Overview

The notebook aims to:

  1. Train a random forest model
  2. Evaluate model performance
  3. Save the model object as asset

Load Libraries

library(skimr)          # summary stats
library(tidyverse)      # data manipulation
library(tidymodels)     # modelling
library(highcharter)    # interactive visualization
library(janitor)        # clean column names, convert to snake case

Import Data

dat <- read_csv(params$dpath) %>%
  rename(target = params$target_name) %>%
  clean_names()
dim(dat)
## [1] 506  14

## Preprocessing

Train and Test Split

set.seed(42)
sss <- initial_split(dat, prop = 3/4)
dat_train <- training(sss)
dat_test <- testing(sss)

dim(dat_train)
## [1] 380  14
dim(dat_test)
## [1] 126  14

Recipe

Create a recipe of steps to be taken. Apply the recipe to train and test separately.

rec <- dat_train %>%
    recipe(target ~., data = .) %>%
    step_log(lstat) %>%
    step_nzv(all_predictors()) %>%       # zero variance filter             
    check_missing(all_predictors())      # check missing values

prepped <- prep(rec)

train <- prepped %>%
  juice()

test <- prepped %>%
  bake(new_data = dat_test)

Random Forest

fit <- rand_forest(mode = 'regression') %>%
  parsnip::set_engine(engine = 'randomForest') %>% # ranger
  fit(formula=formula(prepped), data = train)

fit$fit
## 
## Call:
##  randomForest(x = as.data.frame(x), y = y) 
##                Type of random forest: regression
##                      Number of trees: 500
## No. of variables tried at each split: 4
## 
##           Mean of squared residuals: 11.33013
##                     % Var explained: 86.5

Evaluation

We calculate evaluation metrics on both train and test sets.
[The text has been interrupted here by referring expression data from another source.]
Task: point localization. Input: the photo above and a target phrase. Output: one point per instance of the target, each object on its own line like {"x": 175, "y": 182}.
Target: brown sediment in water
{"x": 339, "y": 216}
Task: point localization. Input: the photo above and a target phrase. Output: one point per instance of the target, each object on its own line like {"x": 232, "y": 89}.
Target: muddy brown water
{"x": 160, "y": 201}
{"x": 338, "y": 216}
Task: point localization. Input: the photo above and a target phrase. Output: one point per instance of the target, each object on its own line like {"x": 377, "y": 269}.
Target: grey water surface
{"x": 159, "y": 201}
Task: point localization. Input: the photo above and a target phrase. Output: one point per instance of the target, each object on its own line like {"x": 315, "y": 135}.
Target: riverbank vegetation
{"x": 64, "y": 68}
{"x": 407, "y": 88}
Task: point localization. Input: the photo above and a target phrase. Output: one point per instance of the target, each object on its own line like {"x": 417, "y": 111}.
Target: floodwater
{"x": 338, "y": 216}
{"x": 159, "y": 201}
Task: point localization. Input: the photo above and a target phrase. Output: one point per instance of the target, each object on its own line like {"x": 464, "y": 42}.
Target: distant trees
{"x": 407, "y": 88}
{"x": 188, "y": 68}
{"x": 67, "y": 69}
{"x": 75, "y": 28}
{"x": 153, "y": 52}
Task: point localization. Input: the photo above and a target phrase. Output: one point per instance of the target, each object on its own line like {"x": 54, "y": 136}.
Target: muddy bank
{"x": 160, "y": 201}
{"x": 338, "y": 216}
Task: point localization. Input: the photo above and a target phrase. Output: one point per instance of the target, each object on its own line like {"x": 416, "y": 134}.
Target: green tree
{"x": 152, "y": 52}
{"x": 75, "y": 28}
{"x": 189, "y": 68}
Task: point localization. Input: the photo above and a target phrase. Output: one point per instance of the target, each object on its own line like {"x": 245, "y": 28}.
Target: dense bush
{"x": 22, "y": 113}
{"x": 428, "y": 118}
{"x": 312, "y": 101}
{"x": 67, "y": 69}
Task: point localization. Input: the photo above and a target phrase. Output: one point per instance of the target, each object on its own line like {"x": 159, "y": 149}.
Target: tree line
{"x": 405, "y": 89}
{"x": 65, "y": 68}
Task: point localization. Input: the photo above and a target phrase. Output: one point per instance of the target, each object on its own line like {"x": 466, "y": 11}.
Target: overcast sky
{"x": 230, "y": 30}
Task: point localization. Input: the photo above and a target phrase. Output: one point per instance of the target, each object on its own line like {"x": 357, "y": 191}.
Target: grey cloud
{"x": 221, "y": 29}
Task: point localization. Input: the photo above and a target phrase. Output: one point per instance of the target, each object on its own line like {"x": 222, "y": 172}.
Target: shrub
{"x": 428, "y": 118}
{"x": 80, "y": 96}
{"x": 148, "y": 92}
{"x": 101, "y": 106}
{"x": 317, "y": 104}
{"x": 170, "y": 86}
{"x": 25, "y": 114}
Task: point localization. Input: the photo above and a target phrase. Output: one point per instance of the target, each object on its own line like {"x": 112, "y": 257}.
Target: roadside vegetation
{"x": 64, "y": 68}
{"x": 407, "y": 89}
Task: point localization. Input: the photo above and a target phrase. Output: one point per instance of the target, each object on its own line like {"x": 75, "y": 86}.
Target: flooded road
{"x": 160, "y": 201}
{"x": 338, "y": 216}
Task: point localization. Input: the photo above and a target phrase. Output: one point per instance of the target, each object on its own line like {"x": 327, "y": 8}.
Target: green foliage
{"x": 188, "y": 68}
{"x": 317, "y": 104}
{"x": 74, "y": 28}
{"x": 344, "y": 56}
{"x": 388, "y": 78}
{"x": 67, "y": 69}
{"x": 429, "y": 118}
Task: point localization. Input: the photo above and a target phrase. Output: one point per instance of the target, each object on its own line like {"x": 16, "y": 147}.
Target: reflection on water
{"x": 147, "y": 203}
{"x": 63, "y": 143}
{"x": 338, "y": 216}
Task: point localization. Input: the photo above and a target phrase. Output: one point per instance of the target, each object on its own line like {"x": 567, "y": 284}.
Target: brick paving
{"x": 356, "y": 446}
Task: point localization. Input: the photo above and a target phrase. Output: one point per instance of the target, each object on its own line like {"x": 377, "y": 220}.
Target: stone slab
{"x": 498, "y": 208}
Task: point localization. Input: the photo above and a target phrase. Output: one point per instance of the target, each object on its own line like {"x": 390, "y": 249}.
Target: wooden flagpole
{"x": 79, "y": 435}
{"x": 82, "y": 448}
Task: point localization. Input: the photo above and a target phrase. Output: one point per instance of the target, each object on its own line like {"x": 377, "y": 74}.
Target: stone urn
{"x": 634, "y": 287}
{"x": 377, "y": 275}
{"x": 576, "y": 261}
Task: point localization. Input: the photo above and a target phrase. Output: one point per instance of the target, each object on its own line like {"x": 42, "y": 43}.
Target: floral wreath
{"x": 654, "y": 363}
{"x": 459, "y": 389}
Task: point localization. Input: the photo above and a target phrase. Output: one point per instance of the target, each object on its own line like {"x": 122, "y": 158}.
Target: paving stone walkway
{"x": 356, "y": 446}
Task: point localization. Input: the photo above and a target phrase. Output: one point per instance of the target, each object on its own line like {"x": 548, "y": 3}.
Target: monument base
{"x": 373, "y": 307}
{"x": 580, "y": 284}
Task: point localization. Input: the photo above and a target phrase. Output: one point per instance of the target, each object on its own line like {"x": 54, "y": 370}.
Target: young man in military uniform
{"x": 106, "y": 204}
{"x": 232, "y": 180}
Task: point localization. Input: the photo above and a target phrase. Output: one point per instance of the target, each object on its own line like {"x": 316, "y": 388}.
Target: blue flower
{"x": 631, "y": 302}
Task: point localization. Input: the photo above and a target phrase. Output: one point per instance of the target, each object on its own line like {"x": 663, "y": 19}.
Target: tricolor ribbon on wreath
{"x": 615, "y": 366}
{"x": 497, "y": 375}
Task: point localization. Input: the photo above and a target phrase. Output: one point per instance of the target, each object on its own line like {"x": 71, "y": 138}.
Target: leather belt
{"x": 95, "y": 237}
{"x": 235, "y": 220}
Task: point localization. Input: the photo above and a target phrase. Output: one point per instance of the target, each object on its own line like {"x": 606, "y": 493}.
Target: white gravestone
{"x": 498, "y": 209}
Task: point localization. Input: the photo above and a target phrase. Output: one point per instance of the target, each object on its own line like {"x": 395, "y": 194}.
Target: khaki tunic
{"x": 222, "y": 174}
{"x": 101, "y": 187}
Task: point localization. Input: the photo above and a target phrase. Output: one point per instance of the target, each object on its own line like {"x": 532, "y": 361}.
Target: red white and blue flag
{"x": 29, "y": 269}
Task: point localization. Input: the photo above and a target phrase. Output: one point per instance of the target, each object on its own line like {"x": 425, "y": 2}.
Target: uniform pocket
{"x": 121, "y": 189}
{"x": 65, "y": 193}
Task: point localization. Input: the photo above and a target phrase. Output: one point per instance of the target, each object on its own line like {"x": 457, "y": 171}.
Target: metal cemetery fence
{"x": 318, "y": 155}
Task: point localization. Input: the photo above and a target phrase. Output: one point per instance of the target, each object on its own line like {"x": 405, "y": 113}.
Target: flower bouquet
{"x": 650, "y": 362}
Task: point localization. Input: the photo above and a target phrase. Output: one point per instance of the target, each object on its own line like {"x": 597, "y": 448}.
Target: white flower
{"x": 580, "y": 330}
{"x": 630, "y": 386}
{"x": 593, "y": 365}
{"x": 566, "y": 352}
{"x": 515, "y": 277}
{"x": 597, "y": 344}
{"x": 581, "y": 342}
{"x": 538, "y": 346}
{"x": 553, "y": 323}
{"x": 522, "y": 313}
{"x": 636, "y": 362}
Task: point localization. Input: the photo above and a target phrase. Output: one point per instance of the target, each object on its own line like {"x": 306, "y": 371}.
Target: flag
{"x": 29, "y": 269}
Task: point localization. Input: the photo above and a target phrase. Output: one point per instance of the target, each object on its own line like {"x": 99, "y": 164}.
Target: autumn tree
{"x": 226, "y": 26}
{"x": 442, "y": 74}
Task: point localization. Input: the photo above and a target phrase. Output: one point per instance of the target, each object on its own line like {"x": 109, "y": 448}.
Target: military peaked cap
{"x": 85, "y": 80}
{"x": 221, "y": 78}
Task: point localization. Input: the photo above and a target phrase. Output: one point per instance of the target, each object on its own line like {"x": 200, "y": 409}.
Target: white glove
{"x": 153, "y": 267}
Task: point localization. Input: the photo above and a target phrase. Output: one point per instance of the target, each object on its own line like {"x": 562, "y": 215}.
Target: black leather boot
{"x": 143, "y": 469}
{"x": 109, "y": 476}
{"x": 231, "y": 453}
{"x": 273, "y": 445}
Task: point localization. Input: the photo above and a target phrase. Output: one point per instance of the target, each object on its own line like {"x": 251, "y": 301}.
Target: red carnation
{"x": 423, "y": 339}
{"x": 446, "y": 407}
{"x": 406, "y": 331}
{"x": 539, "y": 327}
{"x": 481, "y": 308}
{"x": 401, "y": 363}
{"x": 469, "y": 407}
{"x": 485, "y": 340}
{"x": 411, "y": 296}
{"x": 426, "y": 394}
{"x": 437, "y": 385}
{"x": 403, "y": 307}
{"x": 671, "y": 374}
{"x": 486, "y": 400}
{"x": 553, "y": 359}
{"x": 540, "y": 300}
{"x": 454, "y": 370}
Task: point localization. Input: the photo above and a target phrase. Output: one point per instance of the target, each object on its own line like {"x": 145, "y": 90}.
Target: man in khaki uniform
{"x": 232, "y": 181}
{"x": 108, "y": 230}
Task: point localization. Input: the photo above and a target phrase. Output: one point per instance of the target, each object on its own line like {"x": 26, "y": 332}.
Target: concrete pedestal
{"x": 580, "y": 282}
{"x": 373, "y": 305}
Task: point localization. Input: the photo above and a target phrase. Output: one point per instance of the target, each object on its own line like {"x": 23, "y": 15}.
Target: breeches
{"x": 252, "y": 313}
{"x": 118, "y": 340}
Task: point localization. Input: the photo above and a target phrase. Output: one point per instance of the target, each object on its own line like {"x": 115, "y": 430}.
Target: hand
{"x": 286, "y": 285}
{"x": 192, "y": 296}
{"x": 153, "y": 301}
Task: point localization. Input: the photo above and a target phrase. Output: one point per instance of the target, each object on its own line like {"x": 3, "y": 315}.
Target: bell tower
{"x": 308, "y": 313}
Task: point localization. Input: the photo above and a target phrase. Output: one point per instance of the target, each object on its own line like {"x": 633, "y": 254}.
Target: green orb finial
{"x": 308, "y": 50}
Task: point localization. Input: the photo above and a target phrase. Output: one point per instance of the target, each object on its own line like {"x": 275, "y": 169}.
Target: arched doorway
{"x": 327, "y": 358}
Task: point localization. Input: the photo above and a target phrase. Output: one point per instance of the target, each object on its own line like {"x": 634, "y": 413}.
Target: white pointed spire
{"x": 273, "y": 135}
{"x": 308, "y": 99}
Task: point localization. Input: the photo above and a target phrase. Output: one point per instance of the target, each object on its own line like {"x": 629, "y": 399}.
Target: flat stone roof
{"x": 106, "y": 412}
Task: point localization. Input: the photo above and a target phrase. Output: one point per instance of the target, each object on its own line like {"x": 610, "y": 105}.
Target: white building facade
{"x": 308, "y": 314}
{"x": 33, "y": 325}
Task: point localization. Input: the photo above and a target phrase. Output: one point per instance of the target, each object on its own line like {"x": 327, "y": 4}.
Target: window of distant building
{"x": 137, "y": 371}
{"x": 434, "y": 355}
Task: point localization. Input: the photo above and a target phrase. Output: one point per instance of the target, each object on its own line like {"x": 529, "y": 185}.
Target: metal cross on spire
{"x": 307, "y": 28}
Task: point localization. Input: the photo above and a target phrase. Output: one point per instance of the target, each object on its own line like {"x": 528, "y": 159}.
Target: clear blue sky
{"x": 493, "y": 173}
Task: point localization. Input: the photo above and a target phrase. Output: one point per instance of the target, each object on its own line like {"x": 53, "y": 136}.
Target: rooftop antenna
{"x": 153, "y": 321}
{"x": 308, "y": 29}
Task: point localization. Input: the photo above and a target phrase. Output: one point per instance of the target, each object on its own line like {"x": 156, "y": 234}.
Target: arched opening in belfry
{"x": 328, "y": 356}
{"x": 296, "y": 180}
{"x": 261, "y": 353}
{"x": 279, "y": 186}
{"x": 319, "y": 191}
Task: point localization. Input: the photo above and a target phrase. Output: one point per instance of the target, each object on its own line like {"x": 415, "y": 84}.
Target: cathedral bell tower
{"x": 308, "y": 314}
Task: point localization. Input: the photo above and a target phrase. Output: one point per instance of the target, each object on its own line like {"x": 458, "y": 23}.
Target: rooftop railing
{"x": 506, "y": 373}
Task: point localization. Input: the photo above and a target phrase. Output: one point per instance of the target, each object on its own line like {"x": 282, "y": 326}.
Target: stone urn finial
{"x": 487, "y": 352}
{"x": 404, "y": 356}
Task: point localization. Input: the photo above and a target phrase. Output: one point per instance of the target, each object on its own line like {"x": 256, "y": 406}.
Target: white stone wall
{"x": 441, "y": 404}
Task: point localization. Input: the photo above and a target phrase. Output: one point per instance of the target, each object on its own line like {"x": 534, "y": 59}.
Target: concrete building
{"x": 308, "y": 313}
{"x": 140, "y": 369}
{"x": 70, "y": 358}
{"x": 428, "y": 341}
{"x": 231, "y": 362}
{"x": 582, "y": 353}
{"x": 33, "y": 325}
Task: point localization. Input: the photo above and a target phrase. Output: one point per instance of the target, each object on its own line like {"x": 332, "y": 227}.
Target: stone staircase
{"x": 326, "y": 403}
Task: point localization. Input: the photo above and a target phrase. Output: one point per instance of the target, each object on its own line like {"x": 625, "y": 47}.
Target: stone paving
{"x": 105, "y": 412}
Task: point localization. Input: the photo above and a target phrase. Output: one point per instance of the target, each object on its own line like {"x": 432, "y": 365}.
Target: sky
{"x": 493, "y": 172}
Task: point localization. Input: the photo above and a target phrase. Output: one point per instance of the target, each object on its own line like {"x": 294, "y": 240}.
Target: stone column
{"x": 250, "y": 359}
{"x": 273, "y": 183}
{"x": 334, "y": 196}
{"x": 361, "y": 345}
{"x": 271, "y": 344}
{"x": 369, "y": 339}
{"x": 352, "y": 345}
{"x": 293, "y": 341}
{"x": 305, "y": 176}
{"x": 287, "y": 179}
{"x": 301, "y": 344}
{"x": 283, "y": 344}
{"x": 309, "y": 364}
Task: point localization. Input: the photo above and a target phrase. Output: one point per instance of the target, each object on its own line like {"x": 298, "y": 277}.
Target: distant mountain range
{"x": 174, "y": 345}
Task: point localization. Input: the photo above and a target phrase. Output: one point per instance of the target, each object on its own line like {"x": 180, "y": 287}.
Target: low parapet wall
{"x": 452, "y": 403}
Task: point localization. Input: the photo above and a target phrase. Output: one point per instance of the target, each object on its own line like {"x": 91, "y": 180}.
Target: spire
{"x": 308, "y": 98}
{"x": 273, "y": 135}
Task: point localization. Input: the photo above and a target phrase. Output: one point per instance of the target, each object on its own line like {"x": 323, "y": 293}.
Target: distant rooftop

NB: If the model performs much better on train than on test, it is likely to be overfitting.

Metrics

# train
results_train = dat_train %>%
  bind_cols(predict(fit, new_data = train))
# test
results_test = dat_test %>%
  bind_cols(predict(fit, new_data = test))
# combine
scores = list(results_train, results_test) %>%
  map_dfc(~ yardstick::metrics(truth=target, estimate=.pred, data=.x)) %>%
  select(-contains('.estimator')) %>%
  select(-.metric1) %>%
  set_names('Metric', 'Train Score', 'Test Score')
kable(scores)
Metric Train Score Test Score
rmse 1.4917752 3.0489169
rsq 0.9780070 0.8950499
mae 0.9559566 2.2214201

Comparison of actuals VS predictions

GnT::plot_actual_vs_pred(data = results_test, xvar = "target", yvar = ".pred")

Variable Importance

Save Model Object

GnT::save_mod(fit, scores, params$outpath, params$name)